Analysts at Canaccord Genuity raised their target price on Travis Perkins from 1,450.0p to 1,525.0p on Wednesday as a result of the group “reigniting its simplification plans”.
Canaccord stated that Travis Perkins had enjoyed “a strong bounce back” in the second half of 2020, with its Toolstation and Wickes businesses seeing “particularly good growth”.
The analyst also noted Travis Perkins had done “an impressive job” of reducing leverage during the year, something then added was “a real worry” last spring.
Canaccord, which reiterated its ‘hold’ rating on the stock, said the key news in Travis Perkins’ most recent update was in relation to the strategic initiatives and the recommencement of its de-merger of Wickes, with management continuing to focus on improving its core business and simplifying the group.

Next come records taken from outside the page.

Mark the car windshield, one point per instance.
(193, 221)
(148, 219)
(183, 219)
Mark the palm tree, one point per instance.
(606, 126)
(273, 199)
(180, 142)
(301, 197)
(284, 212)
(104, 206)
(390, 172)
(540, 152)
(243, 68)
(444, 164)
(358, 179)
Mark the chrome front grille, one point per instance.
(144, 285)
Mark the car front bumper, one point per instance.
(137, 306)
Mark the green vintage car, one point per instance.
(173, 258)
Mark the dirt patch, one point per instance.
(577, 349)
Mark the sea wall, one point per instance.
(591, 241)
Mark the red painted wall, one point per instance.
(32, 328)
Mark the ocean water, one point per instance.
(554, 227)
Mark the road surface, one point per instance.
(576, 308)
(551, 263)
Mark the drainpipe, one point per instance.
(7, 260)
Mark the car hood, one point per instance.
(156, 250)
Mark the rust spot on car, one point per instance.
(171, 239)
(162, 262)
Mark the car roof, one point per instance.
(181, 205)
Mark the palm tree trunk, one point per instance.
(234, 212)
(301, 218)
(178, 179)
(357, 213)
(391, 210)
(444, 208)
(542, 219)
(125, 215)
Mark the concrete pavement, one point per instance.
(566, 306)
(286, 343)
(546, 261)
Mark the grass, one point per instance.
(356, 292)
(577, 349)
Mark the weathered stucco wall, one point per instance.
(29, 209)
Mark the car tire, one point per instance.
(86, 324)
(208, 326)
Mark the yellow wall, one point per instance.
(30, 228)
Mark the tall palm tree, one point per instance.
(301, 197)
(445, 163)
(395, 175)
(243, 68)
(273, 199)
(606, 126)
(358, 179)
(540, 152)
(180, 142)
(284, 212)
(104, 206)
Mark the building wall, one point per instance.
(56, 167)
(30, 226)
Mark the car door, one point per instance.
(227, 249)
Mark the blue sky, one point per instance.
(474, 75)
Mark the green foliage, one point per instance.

“The de-merger of Wickes is a big step in this direction and being able to dispose of the plumbing and heating business for an acceptable price would leave the group in good shape,” said Canaccord.
Analysts at Berenberg raised their target price on XP Power from 5,500.0p to 5,945.0p on Wednesday following the group’s “impressive” 2020 performance.
Berenberg highlighted that XP Power had delivered organic revenue growth of 17% year-on-year, operating margins of 19.7%, up 220bp, strong cash generation, 98% conversion, and adjusted pre-tax profits 4% ahead of market expectations.
While the analysts acknowledged that £15.0m-20.0m of Covid-19 related healthcare orders were not expected to repeat in 2021, they said the company was still well placed to benefit from a cyclical recovery in industrial technology alongside continued momentum in semiconductors.
“We believe XPP deserves credit for its execution through a difficult period and we continue to see significant short and long-term tailwinds for the company,” said Berenberg, which reiterated its ‘buy’ rating on the stock.
The German bank added that in the medium to long term, it believes earnings can double in five years through structural growth in XP’s end-markets and market share gains.